Vous souvenez-vous de quand je pesais 14 kilos de moins ? Moi pas vraiment, c’est un comble. Mais puisque depuis 2012 j’enregistre ma progression dans mon objectif de prise de poids, mes anciennes photos et statistiques me le rappellent.

J’ai atteint mon objectif, je ne souhaite pas continuer à grossir désormais. Si je continue, ce serait étrange, car d’un poids de vu IMC je passerais dans la catégorie début de surpoids. Et je n’ai pas non plus envie de passer pour un M. Muscle.

Maintenant, comme je vous l’ai dit plus haut, j’aide des gens à prendre du poids et à faire comme moi. Notamment gratuitement via ma chaîne YouTube, mais aussi, pour les plus motivés, via un menu personnalisé que je vends 9 €.

Depuis 3 mois, entre la pub sur mes vidéos et la vente de menus, j’ai généré au total 600 € (environ 450 € net d’impôts). C’est toujours intéressant d’avoir de l’argent qui se met tout seul de côté, avec un quasi-loisir (je dis quasi car cela demande tout de même beaucoup d’efforts).

Le développement web en horizon

Bien que je vais continuer à développer mon blog, je ne vais pas faire que cela. Je vais même ralentir la cadence sur ce sujet pour rester concentré sur mon nouvel objectif de carrière : devenir développeur web.

Depuis mes 16 ans je crée des sites web, cela m’a toujours passionné et me passionne toujours. J’ai su en faire en partie mon métier quand j’étais assistant communication, où j’ai créé et géré plusieurs sites web. Maintenant, j’ai décidé de faire à 100 % comme métier.

Je dois encore continuer à m’autoformer pour prétendre aux postes et aux salaires que je convoite, et je me laisse minimum un an et surement un peu plus pour y parvenir.
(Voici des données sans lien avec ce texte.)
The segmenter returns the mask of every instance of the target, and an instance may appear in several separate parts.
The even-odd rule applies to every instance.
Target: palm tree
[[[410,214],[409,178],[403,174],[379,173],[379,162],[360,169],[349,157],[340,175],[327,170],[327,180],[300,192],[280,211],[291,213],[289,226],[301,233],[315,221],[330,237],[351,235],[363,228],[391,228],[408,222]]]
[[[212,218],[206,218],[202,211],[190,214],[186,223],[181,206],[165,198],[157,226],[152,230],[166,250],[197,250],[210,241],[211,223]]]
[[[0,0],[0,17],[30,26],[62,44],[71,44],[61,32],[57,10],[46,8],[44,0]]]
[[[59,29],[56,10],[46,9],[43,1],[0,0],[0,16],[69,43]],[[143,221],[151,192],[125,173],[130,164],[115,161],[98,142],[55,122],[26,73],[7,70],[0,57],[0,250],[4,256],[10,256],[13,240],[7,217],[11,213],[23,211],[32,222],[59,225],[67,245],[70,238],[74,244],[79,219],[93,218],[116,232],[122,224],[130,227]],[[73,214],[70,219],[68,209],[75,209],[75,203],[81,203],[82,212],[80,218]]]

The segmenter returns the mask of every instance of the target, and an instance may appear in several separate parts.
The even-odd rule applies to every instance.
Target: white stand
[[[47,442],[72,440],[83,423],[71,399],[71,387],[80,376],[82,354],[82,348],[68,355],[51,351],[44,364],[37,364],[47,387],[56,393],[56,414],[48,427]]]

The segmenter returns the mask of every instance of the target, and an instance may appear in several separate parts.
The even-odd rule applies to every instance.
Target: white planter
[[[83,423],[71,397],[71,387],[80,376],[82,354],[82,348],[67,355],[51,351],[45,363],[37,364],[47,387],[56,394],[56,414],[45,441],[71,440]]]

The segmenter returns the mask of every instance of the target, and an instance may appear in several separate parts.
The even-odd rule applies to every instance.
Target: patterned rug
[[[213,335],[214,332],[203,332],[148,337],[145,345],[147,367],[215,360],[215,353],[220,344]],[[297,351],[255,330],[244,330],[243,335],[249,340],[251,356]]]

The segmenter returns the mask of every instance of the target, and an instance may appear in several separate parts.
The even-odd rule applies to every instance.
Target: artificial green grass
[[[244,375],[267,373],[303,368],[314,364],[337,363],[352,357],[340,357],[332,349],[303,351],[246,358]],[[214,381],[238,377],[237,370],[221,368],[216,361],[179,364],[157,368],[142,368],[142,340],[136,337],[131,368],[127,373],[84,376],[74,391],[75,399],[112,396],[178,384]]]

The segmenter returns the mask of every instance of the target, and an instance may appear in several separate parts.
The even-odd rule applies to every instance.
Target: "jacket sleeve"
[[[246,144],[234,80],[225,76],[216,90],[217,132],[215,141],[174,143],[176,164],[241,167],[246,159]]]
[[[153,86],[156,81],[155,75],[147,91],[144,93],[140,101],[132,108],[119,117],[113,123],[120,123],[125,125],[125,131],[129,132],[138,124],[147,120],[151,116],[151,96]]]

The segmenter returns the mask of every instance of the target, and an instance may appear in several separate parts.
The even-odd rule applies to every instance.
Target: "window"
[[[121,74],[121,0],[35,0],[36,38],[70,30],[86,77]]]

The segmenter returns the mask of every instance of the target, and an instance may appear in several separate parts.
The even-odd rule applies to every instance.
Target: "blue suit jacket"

Je sais que j’y arriverai car je suis bien épaulé sur ce sujet à la maison. La talentueuse designer qui partage ma vie depuis 6 ans maintenant regorge d’idées pour m’aider à étoffer mon portfolio, ma vitrine qui me servira à démarcher des entreprises plus tard.

Tout dit…

J’ai tout dit, c’est un superbe titre de la chanteuse Camille. C’est aussi la conclusion de cet article.

Mais avant de totalement fermer ce chapitre, j’adresse mon Merci à Clémence qui nourrit seule, depuis un an, ce blog. Si nos souvenirs vont être si bien préservés du temps, c’est grâce à elle. C’est grâce à toi.